The Everyday Worst Case Scenario Handbook
Anyway, I was given the Piven and Borgenicht book to base my design on and have it here in my hand right now. With this guide, anyone can learn how to escape from quicksand, break into a car and hot-wire it, fend off a shark, wrestle an alligator, take a punch, jump from a building into a Dumpster, leap from a moving car, perform a tracheotomy, deliver a baby in a taxicab, land a plane, survive if your parachute fails to open, etc., etc.
To give you one example, here’s how the authors say you should execute a fast 180 degree turn in your car:
“1. While in drive, or a forward gear, accelerate to a moderate rate of speed (anything faster than forty-five miles per hour risks flipping the car).
“2. Slip the car into neutral to prevent the front wheels from spinning.
“3. Take your foot off the gas and turn the wheel ninety degrees (a quarter turn) while pulling hard on the emergency brake.
“4. As the rear swings around, return the wheel to its original position and put the car back into drive.
“5. Step on the gas to start moving in the direction from which you came.”
Easy, right?
This and the other skills listed in the book are valuable to be sure, but how often in our lives (if at all) will we ever need them? That’s why I think these same two authors should write another book called The Everyday Worst Case Scenario Handbook that covers situations you and I are more likely to run into. For instance, I think we all would welcome advice in cases where you, say, get caught: in a bathroom stall without toilet paper; picking your nose in public; accidentally farting in an elevator; cheating on your spouse; napping on the job; locked outside of your house or apartment naked; mistaking a regular party for a costume party; asking a woman when her baby is due when she isn’t even pregnant; sneezing a messy sneeze with no Kleenex in sight; using your boss’s tie as a napkin while in a drunken stupor; ogling a woman with her jealous husband/boyfriend standing right next to you; or waking up in a jail cell paired with an amorous cellmate nicknamed “Foot Long.”
I have heard that the best thing you can do when caught napping on the job is to straighten up with your eyes still closed and solemnly say, “amen.” For the nose-picking, I suppose the Seinfeld Defense, claiming it was a “rub,” not a “pick,” might be your best option.
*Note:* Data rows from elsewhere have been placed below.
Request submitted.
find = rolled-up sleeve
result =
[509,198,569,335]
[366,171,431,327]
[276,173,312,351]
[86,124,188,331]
And for the fart in the elevator scenario, I have a quick story: one time I boarded an elevator just as the only occupant in it left. Upon entering, my sense of smell was immediately pummeled by the unmistakable odor of human-generated methane — obviously the last passenger experienced a profound and regrettable lapse in discretion. As luck would have it, I only traveled two floors up when the elevator stopped to pick up several more passengers. As I was the only one in the cab when they entered, what could I say? We all know the old “he who smelt it, dealt it” rule. A story of how, “yes, I acknowledge the poo poo smell, but it wasn’t me, honest,” would surely be damning. So I think, whether innocent or not, the only thing to be done in that situation is try not to blush.
How would you handle any of the predicaments listed above? Or do you have others you’d care to add?